"Rz": Nowy kodeks budowlany ma wejść w życie w pierwszych miesiącach 2017 roku. Tak zapowiadało Ministerstwo Infrastruktury. Czy jest to pana zdaniem możliwe?
Maciej Nowak, radca prawny, Zachodniopomorski Uniwersytet Technologiczny w Szczecinie: Nie można wykluczyć, że tak się stanie. Teoretycznie szybkie opracowanie przepisów wprowadzających do tekstu umożliwi takie rozwiązanie. Jednakże trzeba zwrócić uwagę na pewną kwestię. Zakres zmian zaproponowanych w projekcie kodeksu jest ogromny. Dotyczy nie tylko planowania przestrzennego i prawa budowlanego, ale również chociażby gospodarki nieruchomościami.
To wielka, wręcz rewolucyjna zmiana porównywalna pod względem swej skali nawet do reformy samorządowej z 1998 roku. Skutki tej ustawowej regulacji byłyby znacznie ważniejsze niż skutki wielu innych ostatnio wprowadzanych ustaw, w tym zapewne nawet programu 500+.

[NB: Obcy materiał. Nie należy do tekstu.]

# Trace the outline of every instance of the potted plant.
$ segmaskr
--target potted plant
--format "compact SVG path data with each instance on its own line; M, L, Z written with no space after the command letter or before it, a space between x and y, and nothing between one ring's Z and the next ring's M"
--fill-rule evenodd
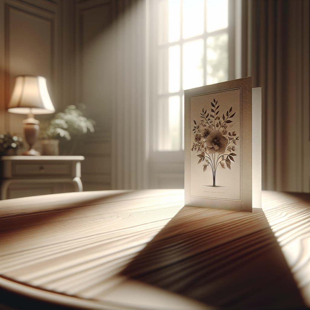
M78 103L68 105L62 112L55 114L47 124L42 122L41 140L42 155L58 155L60 140L61 153L72 155L83 136L88 131L93 132L95 123L84 116L82 110L86 106Z
M23 139L8 133L0 135L0 156L16 155L18 149L23 146Z

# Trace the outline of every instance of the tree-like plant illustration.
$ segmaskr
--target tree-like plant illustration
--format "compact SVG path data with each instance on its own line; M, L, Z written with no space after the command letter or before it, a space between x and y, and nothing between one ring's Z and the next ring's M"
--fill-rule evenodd
M211 104L211 112L209 113L203 108L202 113L200 113L202 119L198 124L194 120L194 125L192 131L195 141L191 150L201 152L197 155L199 158L198 164L205 161L203 166L204 172L208 166L211 166L213 186L215 186L216 169L219 165L225 169L223 162L225 162L227 167L231 170L231 162L235 161L233 157L237 156L232 153L235 151L233 144L237 145L236 141L239 140L239 137L235 137L237 135L236 132L231 132L227 129L227 124L233 122L231 119L236 113L232 113L232 107L227 111L226 116L223 113L223 119L221 119L218 115L219 105L218 104L217 100L214 99L213 102Z

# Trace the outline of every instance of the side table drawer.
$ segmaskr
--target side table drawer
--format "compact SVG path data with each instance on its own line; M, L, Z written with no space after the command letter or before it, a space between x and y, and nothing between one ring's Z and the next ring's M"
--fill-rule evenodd
M13 163L12 176L69 175L71 168L70 162L55 164L14 162Z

Dlatego należy się zastanowić, czy szybkie wejście w życie kodeksu jest wskazane, czy nie powinien on być jednak poddany szerszym konsultacjom i wszechstronnym analizom. Osobna sprawa to odbiór kodeksu przez władze gmin, inwestorów, użytkowników przestrzeni. Nawet jeżeli kodeks wchodziłby w życie w różnych terminach, poszczególnymi częściami, i tak potrzebne jest trochę czasu, aby wszyscy zrozumieli, na czym polegają wprowadzane regulacje.
Przykład dotyczący chociażby szybkiego trybu wprowadzania ustawy dotyczącej obrotu nieruchomościami rolnymi - i następnie konieczności dokonywania niezbędnych poprawek - pokazuje, że przysłowia w rodzaju "co nagle to po diable" są w takich procesach w pełni adekwatne.